Going the other direction — JSON to CSV — is what you do when a stakeholder wants to open your API data in Excel, when a BI tool only accepts tabular input, or when you're handing data to a vendor whose ingestion pipeline predates the JSON era. The source is usually an array of objects: each object becomes a row, each unique key across all objects becomes a column.

The non-obvious part is handling nested structures. A raw JSON object might have {"name": "Ada", "address": {"city": "London"}}, but CSV has no concept of nesting. This converter flattens nested objects into dotted keys like address.city, and serializes arrays as JSON strings inside a single cell — so you don't lose information even when the shape doesn't map cleanly. Optional flattening depth lets you stop at a level if you'd rather keep deep nesting as JSON blobs.

Quoting follows RFC 4180: any cell containing the delimiter, a double quote, or a newline is wrapped in double quotes, with internal quotes doubled. Headers come from the union of all keys across all objects, so if different rows have different fields, no data gets dropped. The output opens cleanly in Excel, Numbers, Google Sheets, and every SQL load utility.

How to use the JSON to CSV
  1. 1

    Paste a JSON array

    Drop an array of objects — the typical shape returned by REST APIs, a database query, or a jq result. Keys don't need to be identical across objects.

  2. 2

    Choose delimiter and flattening

    Pick comma, semicolon, tab, or pipe. Set flattening depth for nested objects — zero keeps them as JSON blobs, higher values flatten into dotted-key columns.

  3. 3

    Download as CSV

    Copy to clipboard or download as a .csv file. The output opens directly in Excel, Numbers, and Google Sheets with quotes and escapes handled correctly.

Common use cases

Exporting API data for analysts

Fetch an admin API response, convert to CSV, and hand it to someone who lives in Excel.

Loading data into a warehouse

Many warehouse COPY commands (Redshift, BigQuery, Snowflake) ingest CSV faster than JSON. Convert before loading to cut import time.

Sharing with non-technical stakeholders

Product managers and ops teams often want CSV they can sort and filter in a spreadsheet, not JSON they have to format.

Feeding BI and reporting tools

Tools like Tableau, Looker, and Metabase accept CSV uploads for ad-hoc analysis without setting up a full data pipeline.

Frequently asked questions
How does it handle nested objects?

Nested objects flatten into dotted-key columns: {"user": {"name": "Ada"}} becomes a user.name column. You can set a max flatten depth — anything deeper stays as a JSON string inside a cell.

What about arrays inside objects?

Arrays are serialized as a JSON string in a single cell by default — e.g. "[1,2,3]". For simple tag-like arrays, toggle the join-arrays option to get "a|b|c" instead.

Do missing keys cause problems?

No. The converter scans all objects to build the header row from the union of keys. Rows missing a field get an empty cell in that column.

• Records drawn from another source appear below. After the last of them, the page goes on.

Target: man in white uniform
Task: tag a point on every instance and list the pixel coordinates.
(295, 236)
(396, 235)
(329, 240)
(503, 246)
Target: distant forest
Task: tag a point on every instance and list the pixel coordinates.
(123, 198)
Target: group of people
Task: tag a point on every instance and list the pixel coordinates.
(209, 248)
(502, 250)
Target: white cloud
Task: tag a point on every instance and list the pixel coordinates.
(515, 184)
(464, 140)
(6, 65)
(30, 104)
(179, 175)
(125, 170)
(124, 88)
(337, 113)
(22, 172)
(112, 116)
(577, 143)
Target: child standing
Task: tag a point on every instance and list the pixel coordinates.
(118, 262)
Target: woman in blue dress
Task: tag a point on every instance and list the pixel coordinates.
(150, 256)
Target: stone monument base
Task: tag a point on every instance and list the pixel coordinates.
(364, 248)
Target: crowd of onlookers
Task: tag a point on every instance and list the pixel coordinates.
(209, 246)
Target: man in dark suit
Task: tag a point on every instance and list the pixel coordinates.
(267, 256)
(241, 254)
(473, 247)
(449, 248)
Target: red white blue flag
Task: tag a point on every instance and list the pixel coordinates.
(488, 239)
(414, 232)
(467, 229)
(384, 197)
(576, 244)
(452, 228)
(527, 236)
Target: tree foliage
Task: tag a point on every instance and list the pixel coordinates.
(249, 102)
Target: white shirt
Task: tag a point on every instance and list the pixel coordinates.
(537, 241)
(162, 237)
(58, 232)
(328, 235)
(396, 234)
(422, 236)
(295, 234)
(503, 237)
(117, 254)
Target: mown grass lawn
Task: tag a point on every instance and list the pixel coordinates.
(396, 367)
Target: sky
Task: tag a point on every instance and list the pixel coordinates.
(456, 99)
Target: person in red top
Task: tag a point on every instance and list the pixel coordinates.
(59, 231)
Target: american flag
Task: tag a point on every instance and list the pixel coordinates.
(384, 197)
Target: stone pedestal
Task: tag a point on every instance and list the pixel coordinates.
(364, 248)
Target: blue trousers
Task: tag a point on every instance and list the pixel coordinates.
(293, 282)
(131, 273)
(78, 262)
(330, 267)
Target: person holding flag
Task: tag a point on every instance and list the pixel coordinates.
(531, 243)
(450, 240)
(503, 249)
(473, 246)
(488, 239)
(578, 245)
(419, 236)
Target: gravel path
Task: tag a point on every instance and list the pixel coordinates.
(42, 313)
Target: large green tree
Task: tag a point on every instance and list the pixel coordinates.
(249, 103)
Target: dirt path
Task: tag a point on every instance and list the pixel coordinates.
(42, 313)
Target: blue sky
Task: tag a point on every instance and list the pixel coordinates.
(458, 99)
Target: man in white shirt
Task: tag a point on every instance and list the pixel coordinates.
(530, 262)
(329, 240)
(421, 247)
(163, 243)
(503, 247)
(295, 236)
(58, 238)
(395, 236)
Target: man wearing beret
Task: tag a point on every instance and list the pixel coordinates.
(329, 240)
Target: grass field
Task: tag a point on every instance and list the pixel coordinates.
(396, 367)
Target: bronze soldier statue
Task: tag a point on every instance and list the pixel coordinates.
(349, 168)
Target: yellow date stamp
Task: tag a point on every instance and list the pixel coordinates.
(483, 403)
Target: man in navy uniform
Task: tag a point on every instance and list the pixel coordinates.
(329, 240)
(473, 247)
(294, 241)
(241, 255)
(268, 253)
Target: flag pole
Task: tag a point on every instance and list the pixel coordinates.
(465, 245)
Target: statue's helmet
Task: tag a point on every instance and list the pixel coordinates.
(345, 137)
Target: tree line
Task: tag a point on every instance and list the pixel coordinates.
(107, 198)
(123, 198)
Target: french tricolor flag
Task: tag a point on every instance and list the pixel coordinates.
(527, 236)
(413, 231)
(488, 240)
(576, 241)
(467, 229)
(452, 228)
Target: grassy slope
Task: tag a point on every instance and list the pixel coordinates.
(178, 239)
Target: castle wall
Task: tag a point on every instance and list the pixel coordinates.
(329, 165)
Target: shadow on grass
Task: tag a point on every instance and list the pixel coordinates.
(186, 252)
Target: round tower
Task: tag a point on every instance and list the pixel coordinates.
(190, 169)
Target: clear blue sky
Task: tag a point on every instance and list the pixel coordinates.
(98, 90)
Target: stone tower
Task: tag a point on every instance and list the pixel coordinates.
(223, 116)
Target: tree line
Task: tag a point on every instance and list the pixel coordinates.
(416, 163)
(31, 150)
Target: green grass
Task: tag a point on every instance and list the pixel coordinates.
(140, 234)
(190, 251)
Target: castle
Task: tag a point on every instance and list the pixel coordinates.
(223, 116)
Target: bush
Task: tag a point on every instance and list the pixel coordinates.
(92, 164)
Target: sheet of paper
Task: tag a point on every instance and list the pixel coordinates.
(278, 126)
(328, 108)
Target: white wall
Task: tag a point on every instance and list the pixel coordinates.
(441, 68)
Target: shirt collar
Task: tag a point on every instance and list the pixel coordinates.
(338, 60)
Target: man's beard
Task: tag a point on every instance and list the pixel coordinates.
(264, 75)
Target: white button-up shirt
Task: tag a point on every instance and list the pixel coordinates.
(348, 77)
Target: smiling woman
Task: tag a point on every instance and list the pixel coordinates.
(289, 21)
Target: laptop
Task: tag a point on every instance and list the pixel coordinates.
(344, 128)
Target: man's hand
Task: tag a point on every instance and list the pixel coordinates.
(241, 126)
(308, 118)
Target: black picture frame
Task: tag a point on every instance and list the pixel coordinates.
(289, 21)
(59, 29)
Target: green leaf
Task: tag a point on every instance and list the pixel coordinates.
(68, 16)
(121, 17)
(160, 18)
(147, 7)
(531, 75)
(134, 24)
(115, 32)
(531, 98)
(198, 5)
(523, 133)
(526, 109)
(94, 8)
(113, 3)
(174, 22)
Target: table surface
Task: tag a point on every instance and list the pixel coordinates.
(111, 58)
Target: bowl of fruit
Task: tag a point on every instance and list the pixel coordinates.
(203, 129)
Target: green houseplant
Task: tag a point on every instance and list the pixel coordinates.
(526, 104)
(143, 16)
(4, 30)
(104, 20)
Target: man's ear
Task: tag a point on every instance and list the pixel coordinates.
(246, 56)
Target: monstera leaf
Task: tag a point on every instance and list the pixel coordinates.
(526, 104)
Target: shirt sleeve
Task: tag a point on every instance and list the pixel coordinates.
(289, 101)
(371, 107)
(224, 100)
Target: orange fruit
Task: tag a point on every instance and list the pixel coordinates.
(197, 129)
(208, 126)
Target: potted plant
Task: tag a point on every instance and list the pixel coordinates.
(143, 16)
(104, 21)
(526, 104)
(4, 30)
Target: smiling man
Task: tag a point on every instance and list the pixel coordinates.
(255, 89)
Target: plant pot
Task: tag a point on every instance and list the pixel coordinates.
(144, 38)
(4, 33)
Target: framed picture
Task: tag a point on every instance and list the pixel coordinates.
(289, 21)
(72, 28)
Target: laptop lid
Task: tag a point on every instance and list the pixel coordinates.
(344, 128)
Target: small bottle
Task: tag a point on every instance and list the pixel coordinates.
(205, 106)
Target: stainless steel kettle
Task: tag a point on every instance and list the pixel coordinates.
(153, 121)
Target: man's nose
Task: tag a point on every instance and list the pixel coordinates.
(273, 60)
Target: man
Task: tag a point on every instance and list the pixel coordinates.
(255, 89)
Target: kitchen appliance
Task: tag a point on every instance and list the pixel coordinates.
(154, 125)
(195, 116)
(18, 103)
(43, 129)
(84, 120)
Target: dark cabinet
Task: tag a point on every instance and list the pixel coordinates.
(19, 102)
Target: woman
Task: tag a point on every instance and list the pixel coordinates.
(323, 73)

Will Excel open the file correctly?

Yes — the output is standard RFC 4180 CSV with CRLF line endings and BOM optionally prepended for Excel's UTF-8 detection. If Excel still splits columns wrong, check the delimiter matches your regional settings (semicolon in many European locales).

Can it handle a single object instead of an array?

Wrap it in an array first: [ {...} ]. A lone object can't be represented as CSV rows since CSV by definition describes multiple records.